La paz


Firma del Armisticio de Compiègne, en un vagón de tren

No deja de sorprender la facilidad humana para divergir, la diversidad y disparidad de perspectivas desde las que se puede considerar un mismo suceso, especialmente cuando hay una guerra de por medio. Sirva de ilustración un hecho acaecido el once de noviembre de 1914.

Ese día, en un vagón de ferrocarril estacionado en el bosque de Rethondes, muy cerca de Compiegne, la delegación alemana presidida por Erzberger se rendía ante el mariscal Foch, general en jefe de los ejércitos aliados. La firma del armisticio que ponía fin a la Gran Guerra tuvo lugar a las cinco de la madrugada. No obstante, con objeto de dar un margen de tiempo para informar a todas las unidades o por el capricho de redondear una fecha tan singular: once del once, se acordó que hasta las once de la mañana no sería efectivo el alto el fuego.

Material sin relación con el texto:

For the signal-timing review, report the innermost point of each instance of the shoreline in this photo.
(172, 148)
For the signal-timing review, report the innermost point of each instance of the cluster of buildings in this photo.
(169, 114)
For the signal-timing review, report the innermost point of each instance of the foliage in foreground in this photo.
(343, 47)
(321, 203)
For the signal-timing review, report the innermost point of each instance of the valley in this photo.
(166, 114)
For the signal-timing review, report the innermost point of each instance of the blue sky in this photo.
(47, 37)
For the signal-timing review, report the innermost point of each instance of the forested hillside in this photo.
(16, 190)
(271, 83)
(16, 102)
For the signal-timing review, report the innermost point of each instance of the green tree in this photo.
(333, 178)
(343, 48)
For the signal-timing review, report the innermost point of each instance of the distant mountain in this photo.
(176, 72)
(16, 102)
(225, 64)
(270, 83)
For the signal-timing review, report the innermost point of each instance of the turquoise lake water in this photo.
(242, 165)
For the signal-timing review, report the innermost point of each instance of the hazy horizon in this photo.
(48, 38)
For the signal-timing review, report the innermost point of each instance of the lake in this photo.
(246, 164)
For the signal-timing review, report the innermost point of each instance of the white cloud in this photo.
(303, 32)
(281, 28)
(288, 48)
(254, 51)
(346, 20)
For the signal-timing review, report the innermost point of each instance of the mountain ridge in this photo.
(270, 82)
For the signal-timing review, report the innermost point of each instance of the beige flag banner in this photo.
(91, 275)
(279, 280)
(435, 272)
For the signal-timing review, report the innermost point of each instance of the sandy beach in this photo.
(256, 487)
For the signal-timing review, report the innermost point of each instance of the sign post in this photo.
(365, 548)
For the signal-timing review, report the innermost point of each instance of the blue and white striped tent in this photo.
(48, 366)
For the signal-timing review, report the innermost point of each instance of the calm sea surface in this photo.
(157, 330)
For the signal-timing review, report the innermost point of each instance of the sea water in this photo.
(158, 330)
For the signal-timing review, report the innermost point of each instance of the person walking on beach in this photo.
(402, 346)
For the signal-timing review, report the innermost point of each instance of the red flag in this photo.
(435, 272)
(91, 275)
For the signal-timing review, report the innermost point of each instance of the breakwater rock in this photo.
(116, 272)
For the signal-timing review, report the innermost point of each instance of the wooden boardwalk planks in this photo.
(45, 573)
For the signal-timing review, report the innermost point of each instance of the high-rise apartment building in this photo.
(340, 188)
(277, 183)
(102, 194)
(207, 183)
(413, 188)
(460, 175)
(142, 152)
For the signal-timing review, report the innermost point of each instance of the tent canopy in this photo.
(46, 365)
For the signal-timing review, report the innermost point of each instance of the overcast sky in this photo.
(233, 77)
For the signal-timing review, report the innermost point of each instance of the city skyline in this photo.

En la mayoría de frentes y trincheras, esas seis horas finales discurrieron en una pausa contenida y expectante. Los unos, radiantes de alegría por la victoria final; los otros, con el consuelo de poner fin a las penalidades de una campaña calamitosa; y todos, vencedores y vencidos, inundados por la dicha íntima de haber sobrevivido y la esperanza del pronto regreso al hogar. Sin embargo, hubo algunos puntos en los que, inexplicablemente, las hostilidades se mantuvieron hasta el último minuto, con su carga de estériles muertes, más estériles si cabe que cualesquiera de las anteriores.

Uno de estos puntos estaba en las colinas que circundan Florennes, al sur de Charleroi, en territorio belga. Por parte aliada, las tropas allí destacadas pertenecían al quinto regimiento de las fuerzas expedicionarias norteamericanas, al mando del coronel Martin Evans, un hombre rígido, ambicioso y algo amargado. A pesar de haber sido uno de los primeros oficiales en alistarse voluntario, cuando su país aún mantenía la neutralidad, había pasado casi dos años en destinos administrativos y puestos subordinados, a las órdenes de generales ingleses y franceses, y privado, por tanto, de conseguir gloria y renombre militar. Y cuando finalmente obtuvo el mando de una unidad en primera línea de combate, con el que demostrar su valía y acelerar su carrera, la guerra se terminaba. Desde que tuvo conocimiento de las intenciones claudicatorias del enemigo, el coronel Evans había escrito varios despachos al alto mando insistiendo en la conveniencia de no dar tregua a los prusianos hasta haberlos arrinconado en Berlín.

La noticia de la rendición no le hizo, por tanto, ninguna gracia. Máxime cuando llevaba unos días intentando desalojar a los alemanes de la cota 237, una altura estratégica desde la que se dominaba la localidad de Florennes y todo el valle del río Mosa. Las líneas de su regimiento se extendían a lo largo de más de un kilómetro por una pequeña llanura a los pies de las colinas que obstruían su avance, y al coronel Evans le parecía una cuestión de amor propio y dignidad tomar esa posición: no estaba dispuesto a celebrar el momento de la victoria mirando a sus enemigos desde abajo. Ya que no podía llegar a Florennes, tenía al menos la intención de brindar con champán francés, a las once en punto de la mañana, desde la cima de la cota 237, observando a sus pies a las tropas alemanas en franca retirada.